6 points, SCA Band 1, 0.125 EFTSL

Undergraduate - Unit

Refer to the specific census and withdrawal dates for the semester(s) in which this unit is offered.



Organisational Unit

Communications and Media Studies


Dr David Holmes


Not offered in 2016


What is the 'second media age'? Does it offer new insights into what was the 'first media age? The different kinds of social, political and communication dynamics which can be found in cyberspace demands a reassessment of the methodologies used to explore media, as well as new understandings of interaction as they relate to old and new media. The difference between information and communication, interaction versus 'integration', analogue versus digital culture, cyberspace and virtual reality is also explored. Numerous theoretical perspectives will be introduced including the work of Adorno, Ang, Baym, Bennett, Baudrillard, Calhoun, Carey, Hall, Innis, McLuhan, Mellencamp, Meyrowitz, etc.


On successful completion of this subject students will be able to demonstrate:

  1. An understanding of the formal difference between Communications Studies and Media Studies which define the program that this subject is a part of
  2. An appreciation of the difference between first media age and second media age
  3. A knowledge of the social, economic and political impact of television and the internet
  4. An understanding of how new communication technologies have changed the nature of modern audiences
  5. An understanding that traditional media also provide for the formation of 'virtual communities' just as new media do
  6. A sociological understanding of 'advertising' and why it does not work on the internet and how this led to the dot.com crash of the late 1990s
  7. An understanding of the different ways in which media, old and new condition influence cultural globalisation
  8. An appreciation of the difference between being an audience member of broadcast media and a 'user' of new media technology.

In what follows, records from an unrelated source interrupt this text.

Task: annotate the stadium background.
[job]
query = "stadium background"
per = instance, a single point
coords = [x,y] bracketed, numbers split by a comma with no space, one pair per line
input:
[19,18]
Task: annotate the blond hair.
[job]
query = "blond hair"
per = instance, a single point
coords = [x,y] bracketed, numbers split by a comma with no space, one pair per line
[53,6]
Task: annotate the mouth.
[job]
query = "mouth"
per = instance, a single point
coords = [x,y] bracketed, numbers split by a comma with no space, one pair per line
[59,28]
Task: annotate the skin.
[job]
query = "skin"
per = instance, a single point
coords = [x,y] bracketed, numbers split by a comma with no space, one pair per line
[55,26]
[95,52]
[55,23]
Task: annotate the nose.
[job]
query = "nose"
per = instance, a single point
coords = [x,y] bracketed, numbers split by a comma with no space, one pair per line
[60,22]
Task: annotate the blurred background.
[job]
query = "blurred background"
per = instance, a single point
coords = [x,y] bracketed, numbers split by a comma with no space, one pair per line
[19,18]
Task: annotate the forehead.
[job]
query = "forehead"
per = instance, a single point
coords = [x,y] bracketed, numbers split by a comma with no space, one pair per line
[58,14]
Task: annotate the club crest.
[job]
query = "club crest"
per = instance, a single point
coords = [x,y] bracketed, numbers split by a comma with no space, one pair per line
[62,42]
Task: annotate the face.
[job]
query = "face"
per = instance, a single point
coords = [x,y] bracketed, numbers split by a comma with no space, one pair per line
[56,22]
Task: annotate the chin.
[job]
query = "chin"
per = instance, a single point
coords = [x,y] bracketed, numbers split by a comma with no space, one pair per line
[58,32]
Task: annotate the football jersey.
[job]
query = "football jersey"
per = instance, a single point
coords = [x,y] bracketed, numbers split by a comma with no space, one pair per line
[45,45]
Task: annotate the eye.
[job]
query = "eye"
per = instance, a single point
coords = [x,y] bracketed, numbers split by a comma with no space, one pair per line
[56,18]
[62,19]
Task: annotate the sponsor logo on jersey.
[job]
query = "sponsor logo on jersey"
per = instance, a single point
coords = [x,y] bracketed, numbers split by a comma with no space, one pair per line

Within semester assessment: 60%
Exam: 40%

Workload requirements

Minimum total expected workload to achieve the learning outcomes for this unit is 144 hours per semester typically comprising a mixture of scheduled learning activities and independent study. A unit requires on average three/four hours of scheduled activities per week. Scheduled activities may include a combination of teacher directed learning, peer directed learning and online engagement.